The landlord’s handling of the subsequent complaint
22. The landlord failed to escalate the resident’s concerns on 8 September 2022 despite having three requests from him to do so. It was not until the resident wrote to the landlord using a different method to bypass the email communication stream, on 20 September 2022, that his concerns were considered formally.
23. This failure was identified in its final response, and it apologised. It also said it had addressed this with the officer involved and increased its offer of compensation from £25 to £75. The Ombudsman considers this to be an unreasonable delay and although the landlord applied a reasonable set of remedies to address its failure to escalate the resident’s concerns, the amount of compensation offered does not suitably address the failures identified by this Service.
24. In its final response the landlord said it was unable to consider the resident’s request for damages because its complaint policy stated that it would not consider a complaint where legal proceedings were “about to be issued.” There is no evidence that proceedings were about to be issued and the landlord accepts no proceedings were actually issued. Secondly, this clause is incompatible with the Complaint Handling Code. The Code states at paragraph 1.8:
“A complaints policy must clearly set out the circumstances in which a matter will not be considered, and these circumstances should be fair and reasonable to the resident. For example: legal proceedings have started.” [emphasis added]

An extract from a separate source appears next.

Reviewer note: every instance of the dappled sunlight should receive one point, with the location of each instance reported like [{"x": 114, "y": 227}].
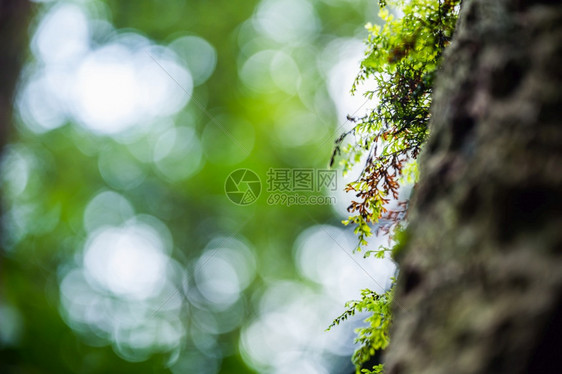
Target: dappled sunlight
[{"x": 107, "y": 88}]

25. The landlord’s decision to exclude this part of the complaint was unreasonable The Ombudsman considers this to be a service failure and the landlord should review its exclusion criteria to ensure it is compatible with its obligations under the Code.
Other points
26. The Ombudsman is not able to say to any degree of certainty what items of the resident were lost. As such, the Ombudsman cannot award compensation for this.
27. The Ombudsman has concerns that by failing to accept the validly served notice – the tenancy was not ended. The landlord should seek advice on this.
Determination
28. In accordance with paragraph 52 of the Scheme, there was maladministration by the landlord in its handling of the end of the resident’s tenancy.
29. In accordance with paragraph 52 of the Scheme, there was service failure by the landlord in its handling of the subsequent complaint.
Orders and recommendations
Orders
30. The Ombudsman orders the landlord to take the following steps, within 28 days of the date of this determination:
- Write to the resident to apologise for the failures identified in this report.
- Pay the resident compensation of £2,000 for the distress and inconvenience caused by the failures identified in the handling of the termination of the joint tenancy.
- Pay the resident £250 for the service failures identified in its complaint handling. This figure includes the £75 already offered to the resident in its final response.
- Consider rehousing the resident upon a request by him in a property suitable for his needs.
- Provide evidence of compliance with these orders to the Ombudsman.
Recommendations
31. To consider creating an end-of-tenancy workflow which includes communications with outgoing tenants, so they are clear about who should be contacted, for what, and at which stages within the process.
32. To consider providing more information on its website for the end of tenancy process and include which notifications or communications tenants can expect during the process.
33. To consider seeking legal advice on any future risks presented by the current working practices for the handling of its end of tenancies and joint tenancies.
34. To provide training to staff to ensure they are aware of contractual responsibilities at the end of tenancies.
35. To review its exclusion criteria regarding legal proceedings in its complaint policy.